We hike through Joshua Tree National Park that afternoon. I wear Charlotte on my back in a baby satchel. I’ve seen it all before, but I am nonetheless mesmerized by my surroundings. I stare at every rock and cactus for a moment longer than feels necessary, taking mental photographs that I hope will stay with me. As we look out over the vast Coachella Valley from a high ridge, Amber holds my hand. The wind nearly blows Charlotte’s hat off; she closes her eyes and squeals with delight.

We leave the park and drive back to Palm Springs, where we check into the Ritz Carlton. I had splurged using airline miles, and it was worth every one of them to be back in Amber’s good graces. I tell the valet to be gentle with the Challenger. Amber and I take advantage of the free candy station in the lobby, then retire to our room.

After being cooped up for two days, Charlotte wants to crawl around on the floor. Even at a fancy hotel, that’s out of the question, as far as Mom and Dad are concerned, so she stays confined to the king bed or the crib shoved into the entry hall.

We wash off the Joshua Tree grit and go to the pool. Amber and I splash around while Charlotte floats in an inflatable ring next to us. I spy a family with two kids and a nanny in tow who is doing all the heavy lifting, parenting wise. For a split second, I’m jealous. Then I look at what I have, who I’m with and where I am. Everything is perfect.

Up in our room, Charlotte refuses to nap; she just lies on the bed and wails. Nothing is perfect. She won’t take a bottle and won’t take being held. It’s getting dark. Through the window, I see happy couples walking the manicured grounds, dressed for dinner and cocktails, no children in sight.

Shirtless, still wearing a damp swimsuit, I plead with Charlotte. Amber steps in. A few minutes later, our little girl is soothed and lying in her crib. Amber and I stare daggers at each other. We’re both exhausted. We might as well be back at the Joshua Tree Inn.

Two hours later, Charlotte is asleep. I have an idea – we’ll hook up the nanny cam, then Amber and I can go downstairs and get a bite to eat while keeping an eye on the baby.

To my surprise, Amber goes for it. We get dressed, aim the camera at the crib, and sneak out. It’s hard to enjoy dinner when you feel like the world’s worst parents, but we trudge through it.

Charlotte wakes up early again the next day, but it’s alright; we have to get to the airport. I hand the valet my claim ticket and a moment later the Challenger appears.

“Nice car,” he says, opening the door for me.

At the airport, Charlotte is restless and fussy. This time, I set her down on the floor and off she crawls. People stare; I shrug.

Since I work as a writer for an airline, we’re flying standby, first to San Francisco, then on to Chicago.

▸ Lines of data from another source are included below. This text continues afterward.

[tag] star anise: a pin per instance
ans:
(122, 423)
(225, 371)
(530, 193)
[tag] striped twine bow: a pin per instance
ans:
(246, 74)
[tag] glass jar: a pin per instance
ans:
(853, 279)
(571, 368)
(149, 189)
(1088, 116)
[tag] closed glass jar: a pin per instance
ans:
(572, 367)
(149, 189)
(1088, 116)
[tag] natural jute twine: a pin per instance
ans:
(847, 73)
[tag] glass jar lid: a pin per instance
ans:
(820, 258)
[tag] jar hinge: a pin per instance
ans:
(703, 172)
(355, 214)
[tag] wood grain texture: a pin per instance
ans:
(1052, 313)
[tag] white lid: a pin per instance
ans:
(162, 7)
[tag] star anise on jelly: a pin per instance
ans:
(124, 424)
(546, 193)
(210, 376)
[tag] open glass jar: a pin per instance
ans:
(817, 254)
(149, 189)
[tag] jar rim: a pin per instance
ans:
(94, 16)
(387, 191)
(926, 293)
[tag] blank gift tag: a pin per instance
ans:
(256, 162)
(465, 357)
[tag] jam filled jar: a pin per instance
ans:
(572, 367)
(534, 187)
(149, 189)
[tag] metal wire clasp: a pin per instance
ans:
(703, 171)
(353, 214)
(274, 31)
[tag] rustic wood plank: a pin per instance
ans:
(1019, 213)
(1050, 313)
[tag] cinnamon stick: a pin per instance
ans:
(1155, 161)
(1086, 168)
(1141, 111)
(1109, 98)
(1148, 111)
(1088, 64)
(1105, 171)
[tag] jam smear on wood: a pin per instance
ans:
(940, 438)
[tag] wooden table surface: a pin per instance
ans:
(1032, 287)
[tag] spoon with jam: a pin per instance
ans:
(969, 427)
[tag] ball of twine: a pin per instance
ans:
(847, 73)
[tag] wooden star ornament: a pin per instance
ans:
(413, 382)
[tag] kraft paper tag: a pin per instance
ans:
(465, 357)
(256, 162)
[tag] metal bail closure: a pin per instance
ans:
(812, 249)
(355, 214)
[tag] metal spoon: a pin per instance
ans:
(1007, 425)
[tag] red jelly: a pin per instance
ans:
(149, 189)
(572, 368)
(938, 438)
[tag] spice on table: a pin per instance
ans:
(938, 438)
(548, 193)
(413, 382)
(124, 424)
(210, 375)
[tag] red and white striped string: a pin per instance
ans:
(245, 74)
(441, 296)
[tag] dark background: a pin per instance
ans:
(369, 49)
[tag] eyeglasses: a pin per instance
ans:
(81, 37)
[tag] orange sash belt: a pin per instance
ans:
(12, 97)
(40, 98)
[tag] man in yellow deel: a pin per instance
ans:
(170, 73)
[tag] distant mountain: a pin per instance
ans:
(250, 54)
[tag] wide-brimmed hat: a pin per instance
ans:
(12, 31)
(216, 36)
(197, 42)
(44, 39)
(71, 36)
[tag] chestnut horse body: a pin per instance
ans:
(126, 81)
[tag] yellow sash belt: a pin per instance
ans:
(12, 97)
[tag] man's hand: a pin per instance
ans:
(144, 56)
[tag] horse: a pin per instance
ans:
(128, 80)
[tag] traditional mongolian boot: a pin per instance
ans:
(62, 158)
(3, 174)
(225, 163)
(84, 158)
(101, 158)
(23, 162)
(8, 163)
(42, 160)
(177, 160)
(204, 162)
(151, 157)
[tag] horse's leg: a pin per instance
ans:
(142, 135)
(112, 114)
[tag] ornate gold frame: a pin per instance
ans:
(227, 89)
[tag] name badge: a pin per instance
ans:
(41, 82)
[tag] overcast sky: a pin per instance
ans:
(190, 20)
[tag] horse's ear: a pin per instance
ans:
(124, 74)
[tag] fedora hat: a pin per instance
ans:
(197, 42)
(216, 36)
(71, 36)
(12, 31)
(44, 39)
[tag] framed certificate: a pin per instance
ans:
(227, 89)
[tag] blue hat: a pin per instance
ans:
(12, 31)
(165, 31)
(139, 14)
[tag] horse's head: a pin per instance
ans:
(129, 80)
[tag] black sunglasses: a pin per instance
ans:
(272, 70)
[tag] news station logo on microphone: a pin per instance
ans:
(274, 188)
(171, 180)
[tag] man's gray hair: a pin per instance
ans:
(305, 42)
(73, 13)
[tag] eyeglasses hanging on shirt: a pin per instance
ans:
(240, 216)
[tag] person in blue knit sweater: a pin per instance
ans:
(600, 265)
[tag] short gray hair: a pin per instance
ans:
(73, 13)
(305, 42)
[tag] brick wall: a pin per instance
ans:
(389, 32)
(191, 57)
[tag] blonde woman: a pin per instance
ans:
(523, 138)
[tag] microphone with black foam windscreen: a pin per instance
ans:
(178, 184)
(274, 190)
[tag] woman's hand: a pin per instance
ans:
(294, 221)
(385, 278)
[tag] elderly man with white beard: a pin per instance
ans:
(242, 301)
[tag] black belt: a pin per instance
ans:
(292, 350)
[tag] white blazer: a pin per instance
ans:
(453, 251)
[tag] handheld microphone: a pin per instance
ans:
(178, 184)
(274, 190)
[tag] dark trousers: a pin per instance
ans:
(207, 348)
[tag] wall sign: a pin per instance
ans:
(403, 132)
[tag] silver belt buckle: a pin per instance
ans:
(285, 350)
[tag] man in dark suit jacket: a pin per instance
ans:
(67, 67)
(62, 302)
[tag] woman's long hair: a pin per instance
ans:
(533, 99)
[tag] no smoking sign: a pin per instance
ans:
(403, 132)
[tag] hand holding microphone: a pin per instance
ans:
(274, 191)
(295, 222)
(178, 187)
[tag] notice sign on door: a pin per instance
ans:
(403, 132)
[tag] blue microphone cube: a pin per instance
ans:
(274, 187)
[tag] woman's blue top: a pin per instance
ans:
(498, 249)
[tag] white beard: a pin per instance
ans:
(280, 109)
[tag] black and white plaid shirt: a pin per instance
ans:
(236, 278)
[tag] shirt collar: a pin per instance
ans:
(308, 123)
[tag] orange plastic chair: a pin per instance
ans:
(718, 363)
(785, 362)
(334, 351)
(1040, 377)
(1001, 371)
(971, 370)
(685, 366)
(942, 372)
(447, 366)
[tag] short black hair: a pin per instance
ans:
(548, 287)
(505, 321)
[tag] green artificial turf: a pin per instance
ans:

After arriving at SFO, we get some food and settle in to wait for our final leg. No luck with the first flight to O’Hare. Or the second one. Everything between San Francisco and Chicago is full. We watch our names roll over again and again on the standby list. Charlotte is crying. When it looks like we won’t make the third flight, I grow delirious.

“Let’s just rent a car and drive all night back to Chicago,” I say, trembling.

Amber shakes her head. “Will you listen to yourself?”

I try to buy a full-fare ticket, but none are available. Desperate, I refresh the airline app on my phone. Still nothing. On the third attempt, I nearly faint when I see that two seats have opened up. Without a second thought, I bite the bullet and purchase them.

When we board our aircraft, our seats aren’t together so Amber and I separate, and Charlotte comes with me. A man in our row makes a comment about babies on planes and waits, smiling, for me to laugh. I pretend I don’t hear him.

It’s not until we’re in the air that I relax a bit. I’m disheveled and sweaty and my nerves are frayed. Charlotte falls asleep in my lap with her head resting on my chest. Everything’s okay; we’re going home. Was the trip really that bad? I argue the point in my head until I finally close my eyes and drift off but, ultimately, it’s a draw.

Back at our apartment that night, I fight the urge to ask Amber how she scored it. I’m afraid I know the answer. Worst of all, I’m afraid I know whose fault it is. We lie in bed and silently agree to never talk about it again.